2.4.4 Restructuring for the Mature Center
A mature ERC represents a considerable investment of NSF funds that otherwise would probably have been used to initiate other centers. To be favorably evaluated at the critical sixth-year milestone, a mature ERC will need to have achieved world leadership in its chosen field of specialization. In most mature ERCs, the university, the state, and industry will have invested more than twice the NSF total of funds and all parties will have begun to see concrete accomplishments in education and technology transfer that will justify their enthusiasm and their confidence. It is at this time that the Director's recruitment activities will become both more important and more difficult.
New recruiting may become more difficult because the Director can only offer center support for tenure-track appointments in allied departments, and the research must be aligned with the center’s strategic plan. Few academics would accept a faculty appointment exclusive to an ERC at this stage with only two or three years of NSF funding remaining. The center may not hold together if it has become strictly a web of research alliances, but it certainly will find continuity if its technology transfer programs are valuable to member companies and if its faculty have learned to appreciate the power of collaborative research. As the center matures, the Director may choose to recruit a fresh cadre of faculty with specific interests and talents in the area of team‑oriented, industrially related, interdisciplinary education; this transition, however, cannot be abrupt but must be implemented in a smooth and steady fashion.
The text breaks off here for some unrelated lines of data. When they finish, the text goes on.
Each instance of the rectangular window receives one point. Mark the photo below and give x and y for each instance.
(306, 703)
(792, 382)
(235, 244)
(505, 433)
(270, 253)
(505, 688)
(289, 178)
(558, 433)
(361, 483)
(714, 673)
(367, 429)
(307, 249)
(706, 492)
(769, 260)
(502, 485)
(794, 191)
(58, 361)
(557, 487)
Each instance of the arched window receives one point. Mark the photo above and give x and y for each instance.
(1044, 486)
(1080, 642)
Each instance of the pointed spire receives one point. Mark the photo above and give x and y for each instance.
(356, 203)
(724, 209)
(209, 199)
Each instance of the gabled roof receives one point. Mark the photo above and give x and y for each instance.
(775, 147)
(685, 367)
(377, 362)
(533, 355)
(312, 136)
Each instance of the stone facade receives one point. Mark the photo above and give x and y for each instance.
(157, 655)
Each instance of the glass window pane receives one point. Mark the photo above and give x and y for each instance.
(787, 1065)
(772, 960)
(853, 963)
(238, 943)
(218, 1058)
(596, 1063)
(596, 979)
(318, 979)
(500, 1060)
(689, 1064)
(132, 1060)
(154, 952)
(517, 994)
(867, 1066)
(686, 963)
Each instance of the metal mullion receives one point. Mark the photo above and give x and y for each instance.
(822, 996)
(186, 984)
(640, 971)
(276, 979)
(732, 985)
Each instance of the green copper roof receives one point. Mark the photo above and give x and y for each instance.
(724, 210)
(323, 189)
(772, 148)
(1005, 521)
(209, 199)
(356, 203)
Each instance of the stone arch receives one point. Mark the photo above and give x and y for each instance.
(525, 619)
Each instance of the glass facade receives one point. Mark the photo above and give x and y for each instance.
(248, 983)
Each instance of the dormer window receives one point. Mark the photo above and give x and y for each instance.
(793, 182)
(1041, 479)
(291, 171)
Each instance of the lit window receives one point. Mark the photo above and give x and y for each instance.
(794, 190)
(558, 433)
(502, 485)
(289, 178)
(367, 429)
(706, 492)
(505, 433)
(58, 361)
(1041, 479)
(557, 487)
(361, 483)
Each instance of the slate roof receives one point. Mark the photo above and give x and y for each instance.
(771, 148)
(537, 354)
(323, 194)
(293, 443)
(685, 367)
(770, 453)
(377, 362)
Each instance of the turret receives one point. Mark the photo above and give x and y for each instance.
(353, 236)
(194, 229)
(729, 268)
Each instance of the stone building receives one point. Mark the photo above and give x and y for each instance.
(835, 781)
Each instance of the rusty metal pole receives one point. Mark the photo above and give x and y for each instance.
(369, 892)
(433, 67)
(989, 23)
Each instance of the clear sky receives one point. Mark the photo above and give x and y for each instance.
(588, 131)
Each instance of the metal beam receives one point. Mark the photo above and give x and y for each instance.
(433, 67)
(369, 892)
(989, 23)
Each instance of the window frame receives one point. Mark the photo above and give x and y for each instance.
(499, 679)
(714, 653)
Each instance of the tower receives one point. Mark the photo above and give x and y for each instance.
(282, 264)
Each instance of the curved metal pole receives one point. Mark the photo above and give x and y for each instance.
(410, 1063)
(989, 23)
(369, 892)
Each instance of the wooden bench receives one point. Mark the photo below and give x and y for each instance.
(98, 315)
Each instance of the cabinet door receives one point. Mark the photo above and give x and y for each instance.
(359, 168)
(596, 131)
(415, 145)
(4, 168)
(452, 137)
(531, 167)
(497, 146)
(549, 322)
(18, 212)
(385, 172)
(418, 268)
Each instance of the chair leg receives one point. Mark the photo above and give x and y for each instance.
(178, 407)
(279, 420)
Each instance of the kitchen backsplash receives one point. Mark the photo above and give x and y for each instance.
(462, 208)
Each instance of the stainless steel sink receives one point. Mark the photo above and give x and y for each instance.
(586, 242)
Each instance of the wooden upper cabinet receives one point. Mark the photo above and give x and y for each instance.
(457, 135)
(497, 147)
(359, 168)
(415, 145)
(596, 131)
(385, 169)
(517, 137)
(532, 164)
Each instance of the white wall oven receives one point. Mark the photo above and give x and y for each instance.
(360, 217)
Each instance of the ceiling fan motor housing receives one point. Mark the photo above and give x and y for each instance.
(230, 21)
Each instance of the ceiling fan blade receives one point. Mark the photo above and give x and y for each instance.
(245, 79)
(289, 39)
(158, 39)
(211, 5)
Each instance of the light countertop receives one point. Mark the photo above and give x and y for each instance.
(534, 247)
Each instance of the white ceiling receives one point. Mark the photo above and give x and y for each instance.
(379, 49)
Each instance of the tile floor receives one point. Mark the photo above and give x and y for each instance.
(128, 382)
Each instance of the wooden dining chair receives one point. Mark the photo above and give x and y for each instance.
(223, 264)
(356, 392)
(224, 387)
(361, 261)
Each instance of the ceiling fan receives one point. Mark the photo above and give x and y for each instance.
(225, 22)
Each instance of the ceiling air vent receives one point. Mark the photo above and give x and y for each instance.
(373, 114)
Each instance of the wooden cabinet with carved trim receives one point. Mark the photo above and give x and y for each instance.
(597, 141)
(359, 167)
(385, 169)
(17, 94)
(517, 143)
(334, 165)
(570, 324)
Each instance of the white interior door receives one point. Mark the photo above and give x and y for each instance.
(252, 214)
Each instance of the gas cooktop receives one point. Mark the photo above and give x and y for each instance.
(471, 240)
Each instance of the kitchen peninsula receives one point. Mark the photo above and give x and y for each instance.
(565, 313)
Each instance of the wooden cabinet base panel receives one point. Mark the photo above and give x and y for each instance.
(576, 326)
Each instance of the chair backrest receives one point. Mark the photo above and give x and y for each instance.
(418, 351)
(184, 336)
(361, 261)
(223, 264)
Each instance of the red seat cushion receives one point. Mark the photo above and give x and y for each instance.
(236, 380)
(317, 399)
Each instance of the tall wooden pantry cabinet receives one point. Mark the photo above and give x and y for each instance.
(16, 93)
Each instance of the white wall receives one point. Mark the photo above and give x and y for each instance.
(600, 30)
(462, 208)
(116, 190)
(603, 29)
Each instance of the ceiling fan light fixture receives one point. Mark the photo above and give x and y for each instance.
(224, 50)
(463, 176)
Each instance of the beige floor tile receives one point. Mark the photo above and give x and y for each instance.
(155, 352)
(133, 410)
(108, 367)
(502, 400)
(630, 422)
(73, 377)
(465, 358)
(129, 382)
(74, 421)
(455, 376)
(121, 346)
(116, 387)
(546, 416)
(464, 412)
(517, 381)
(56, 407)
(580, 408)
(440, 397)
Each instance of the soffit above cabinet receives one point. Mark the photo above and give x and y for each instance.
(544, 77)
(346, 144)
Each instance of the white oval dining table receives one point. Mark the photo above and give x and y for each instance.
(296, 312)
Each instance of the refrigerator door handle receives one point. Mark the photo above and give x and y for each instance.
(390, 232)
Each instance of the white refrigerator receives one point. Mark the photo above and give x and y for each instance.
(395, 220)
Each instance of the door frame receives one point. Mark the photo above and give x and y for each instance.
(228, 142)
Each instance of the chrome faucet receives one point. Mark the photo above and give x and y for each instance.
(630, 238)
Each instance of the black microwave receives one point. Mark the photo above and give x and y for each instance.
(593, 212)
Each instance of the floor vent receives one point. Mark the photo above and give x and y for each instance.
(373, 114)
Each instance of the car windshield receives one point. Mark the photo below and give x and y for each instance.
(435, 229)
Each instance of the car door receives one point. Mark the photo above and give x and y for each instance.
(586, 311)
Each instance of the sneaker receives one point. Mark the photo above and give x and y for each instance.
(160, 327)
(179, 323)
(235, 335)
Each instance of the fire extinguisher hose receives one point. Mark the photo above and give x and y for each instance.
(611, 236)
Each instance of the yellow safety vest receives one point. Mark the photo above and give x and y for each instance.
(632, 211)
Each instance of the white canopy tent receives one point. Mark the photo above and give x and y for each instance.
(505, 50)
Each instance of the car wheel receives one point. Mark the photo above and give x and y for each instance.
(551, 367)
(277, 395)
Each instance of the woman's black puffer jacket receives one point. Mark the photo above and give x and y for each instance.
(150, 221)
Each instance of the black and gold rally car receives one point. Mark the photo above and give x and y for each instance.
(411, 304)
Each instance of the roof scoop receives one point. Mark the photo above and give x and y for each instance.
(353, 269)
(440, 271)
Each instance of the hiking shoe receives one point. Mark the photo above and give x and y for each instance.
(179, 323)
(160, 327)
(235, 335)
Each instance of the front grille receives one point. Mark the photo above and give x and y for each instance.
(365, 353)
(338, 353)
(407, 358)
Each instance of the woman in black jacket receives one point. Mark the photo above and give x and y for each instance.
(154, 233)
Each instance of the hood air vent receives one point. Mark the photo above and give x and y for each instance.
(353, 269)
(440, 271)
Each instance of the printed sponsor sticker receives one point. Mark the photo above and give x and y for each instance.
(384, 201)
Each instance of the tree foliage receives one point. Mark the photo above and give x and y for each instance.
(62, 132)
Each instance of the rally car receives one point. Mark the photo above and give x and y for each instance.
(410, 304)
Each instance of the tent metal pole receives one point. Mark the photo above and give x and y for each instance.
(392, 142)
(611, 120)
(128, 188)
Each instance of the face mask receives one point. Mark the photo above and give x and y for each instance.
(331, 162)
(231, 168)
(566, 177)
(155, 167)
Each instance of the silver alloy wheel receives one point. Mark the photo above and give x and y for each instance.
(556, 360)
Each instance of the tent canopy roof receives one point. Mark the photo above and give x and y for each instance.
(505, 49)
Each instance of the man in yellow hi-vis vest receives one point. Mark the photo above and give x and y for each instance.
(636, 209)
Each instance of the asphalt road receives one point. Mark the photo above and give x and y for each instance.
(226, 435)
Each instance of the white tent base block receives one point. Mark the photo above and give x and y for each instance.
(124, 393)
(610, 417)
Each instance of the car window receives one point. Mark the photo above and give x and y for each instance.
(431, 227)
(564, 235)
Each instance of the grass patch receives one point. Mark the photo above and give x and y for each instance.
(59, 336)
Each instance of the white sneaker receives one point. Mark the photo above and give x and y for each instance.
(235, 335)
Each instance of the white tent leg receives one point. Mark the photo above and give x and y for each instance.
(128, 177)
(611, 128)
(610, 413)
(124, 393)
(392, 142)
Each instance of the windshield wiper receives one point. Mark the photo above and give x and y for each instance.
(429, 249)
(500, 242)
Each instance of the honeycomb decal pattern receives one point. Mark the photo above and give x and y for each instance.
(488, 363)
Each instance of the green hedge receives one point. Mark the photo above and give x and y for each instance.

It is clear that the Director of an ERC is the keeper of the center's vision and that recruiting is his/her most effective weapon in the realization of that vision. The Director will make pivotal decisions on center administrative and research management structures, but these structures are only as good as the people that the Director can call on to staff them and make them work. If the vision articulated by the Director of an ERC inspires and sustains interest within the engineering and scientific communities, many of his/her colleagues will be interested in affiliations with the center that may range from simple exploratory visits to total commitment. This interest facilitates recruitment strategies that include the recruitment of established research faculty from the university and its core-partner universities, and the well-orchestrated opening and filling of new faculty slots in areas that strengthen both the center and the affiliated departments. The Director may face a challenge from established center members, but the recruitment and integration of new center faculty is the key to the revitalization of the center and to the center's response to new opportunities in the field. Many centers report that an intellectual atherosclerosis results when the strategic direction of an ERC remains unchanged because of the personal research interests of established PIs, so recruitment of new participants is the Director's most effective weapon in preventing this natural aging process. As the center matures, cooperative and imaginative recruiting can form the basis of excellent relationships with allied departments because win‑win recruiting aligns the Center Director's main weapon with a means for Deans and Department Heads to bring new life into their faculties or departments. Recruiting must strive for balance and it must serve the interests of the education and technology transfer programs that assume special importance as the center matures and plans for self-sufficiency.